Den Kopf erhebend, stellten sie den Karst zur Ruh,
Berieten sich mit Hydrokephalonios hinten:
Die Zeit verstrich, sie konnten keine Antwort finden.
Ein Züglein Handwerksburschen wanderte die Bahn.
«Was ist unmöglich?» herrschte sie Poseidon an.
Aus seinen wilden Mienen schöpften sie Bedenken,
Kniffen das Bein und zogen vor, ins Korn zu schwenken.
Mit Geißlein trippelte des Wegs ein Ziegenhirt.
«Was ist unmöglich?» kam Poseidons Ruf geschwirrt.
Geschwind begann das Büblein überlaut zu krähen:
«Daß Wasser ob sich läuft.» «Oho! das wollt ich sehen!»
Und über Stein und Stoppeln stürmend eilt er jach
Hinüber nach dem Walde zum Forellenbach.
Dort angekommen, mustert er den Wasserlauf:
Stumpfsinnig lief er immer talwärts, nie bergauf.
«Wer ist hier Bachgott?» heischte seine Stimme, «wer?»
«Hier bin ich, Meister!» rauschte Gargaros daher.
«Was läufst du geistlos abwärts, niemals umgekehrt?»
«Weil mirs die Strudelnymphe Achys oben wehrt,
Die unaufhörlich mit den Beinen nach mir stupft,
Mir Tag und Nacht nicht Ruhe läßt, mich abwärts schupft.»
«Laßt mir sofort die Strudelnymphe Achys kommen!»
Mit ehrerbietigem Eifer kam sie angeschwommen.
«Hier, mein Gebieter!
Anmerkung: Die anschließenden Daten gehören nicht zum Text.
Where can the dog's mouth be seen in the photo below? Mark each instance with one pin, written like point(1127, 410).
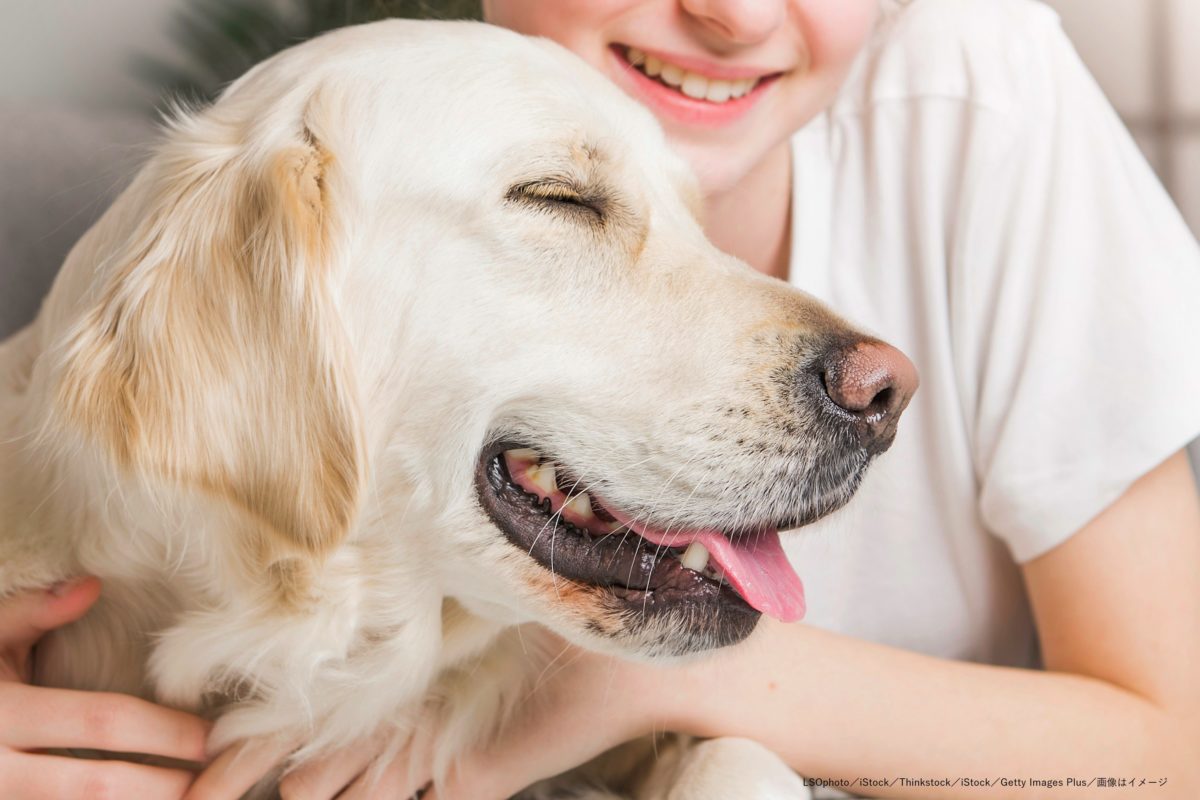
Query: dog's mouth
point(545, 510)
Blick auf deine Dienerin.»
«Was soll das, Achys, rede», warf sein Unmut hin,
«Was soll das, daß du Gargaros und seinen Fluß
Mit Beinen plagst, so daß er abwärts flüchten muß?»
«Ach wehe der Bedrängnis!» ächzte Achys, «ach!
Mich pufft der böse Katarrheus vom Trommelbach.»
«Schafft eilends mir zur Stelle Katarrheus den Wicht!»,
Der schickte den Bescheid: «Poseidon kenn ich nicht.»
Laut lachte da Poseidon: «Ei fürwahr! das wäre!
Wer wagts – der Tropf! – und weigert mir Gehör und Ehre?»
Er sprachs, und zähnebleckend protzt er auf im Nu
Waldauf, die Schlucht hinan, dem Trommelbache zu.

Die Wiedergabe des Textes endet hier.